In one embodiment of the present disclosure, each data point includes a one-to-one correspondence of water usage time and water usage data, and prior to performing the cluster analysis on the first scatter plot, further comprising:
for any one data point, a difference between the water usage data corresponding to the any one data point and the water usage data corresponding to the previous data point is calculated.
And determining the difference value as the coordinate value of any data point, updating the first scatter diagram, and determining the coordinate value as the ordinate value or the abscissa value.
In this embodiment, the unit of the water consumption time is day, the corresponding coordinate axis scale is 1, the value of the water consumption data may be several thousand tons, so the corresponding coordinate axis scale is 1000 tons, and the difference between the water consumption data of different water consumption dates may be only several tens tons, which results in that the distance between the data points corresponding to adjacent water consumption dates is very short on the first scatter diagram, which is not beneficial to detecting abnormal data points.
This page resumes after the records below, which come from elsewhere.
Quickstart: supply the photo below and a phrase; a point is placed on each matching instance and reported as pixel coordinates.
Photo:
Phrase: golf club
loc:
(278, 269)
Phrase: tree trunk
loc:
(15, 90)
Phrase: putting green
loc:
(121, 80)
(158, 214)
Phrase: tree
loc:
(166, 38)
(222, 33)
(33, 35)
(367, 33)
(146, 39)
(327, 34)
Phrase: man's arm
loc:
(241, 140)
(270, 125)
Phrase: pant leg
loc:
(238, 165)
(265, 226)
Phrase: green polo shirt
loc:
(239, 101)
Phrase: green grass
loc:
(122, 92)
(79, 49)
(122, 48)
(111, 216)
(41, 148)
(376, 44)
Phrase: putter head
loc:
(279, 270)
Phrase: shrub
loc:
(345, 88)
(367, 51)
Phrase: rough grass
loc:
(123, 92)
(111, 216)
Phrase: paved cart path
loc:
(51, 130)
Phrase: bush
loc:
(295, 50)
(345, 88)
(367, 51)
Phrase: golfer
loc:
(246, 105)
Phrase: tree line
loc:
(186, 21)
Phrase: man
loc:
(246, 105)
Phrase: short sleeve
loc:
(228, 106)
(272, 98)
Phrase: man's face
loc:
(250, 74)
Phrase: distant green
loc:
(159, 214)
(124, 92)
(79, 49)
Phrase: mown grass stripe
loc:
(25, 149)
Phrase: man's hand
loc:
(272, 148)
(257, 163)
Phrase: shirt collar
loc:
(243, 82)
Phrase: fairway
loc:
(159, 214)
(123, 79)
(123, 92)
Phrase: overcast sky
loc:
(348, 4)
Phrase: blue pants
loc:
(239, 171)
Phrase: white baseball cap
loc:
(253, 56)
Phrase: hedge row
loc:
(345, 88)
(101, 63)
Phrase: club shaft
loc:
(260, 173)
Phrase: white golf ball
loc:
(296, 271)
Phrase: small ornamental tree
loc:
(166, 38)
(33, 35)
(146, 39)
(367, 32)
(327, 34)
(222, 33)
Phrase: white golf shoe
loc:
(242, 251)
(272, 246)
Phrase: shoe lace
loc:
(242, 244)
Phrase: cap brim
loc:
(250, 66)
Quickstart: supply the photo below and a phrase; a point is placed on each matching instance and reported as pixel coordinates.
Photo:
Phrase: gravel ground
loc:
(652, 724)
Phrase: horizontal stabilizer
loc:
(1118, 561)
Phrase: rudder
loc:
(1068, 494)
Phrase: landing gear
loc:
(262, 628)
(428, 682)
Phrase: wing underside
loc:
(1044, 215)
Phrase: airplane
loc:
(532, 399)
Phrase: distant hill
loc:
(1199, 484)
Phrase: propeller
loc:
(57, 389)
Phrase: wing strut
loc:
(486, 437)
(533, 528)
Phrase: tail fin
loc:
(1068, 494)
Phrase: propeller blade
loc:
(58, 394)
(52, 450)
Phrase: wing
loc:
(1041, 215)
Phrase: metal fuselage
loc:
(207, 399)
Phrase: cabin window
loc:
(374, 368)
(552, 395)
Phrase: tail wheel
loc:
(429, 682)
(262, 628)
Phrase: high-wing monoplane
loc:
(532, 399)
In this embodiment, the difference between the adjacent water-using data points is calculated, and the difference is used as the coordinate value of each data point, and since the difference is only tens of tons, the scale of the corresponding coordinate axis can be set to 10, so that the difference of tens of tons between the adjacent data points can be displayed as a larger distance on the first scatter diagram, and overlapping between the adjacent data points is avoided.
In one embodiment of the present disclosure, before performing cluster analysis on the first scatter plot, the method further includes:
and carrying out normalization processing on the coordinate values of each data point to obtain normalized coordinate values.
And updating the first scatter diagram according to the normalized coordinate values.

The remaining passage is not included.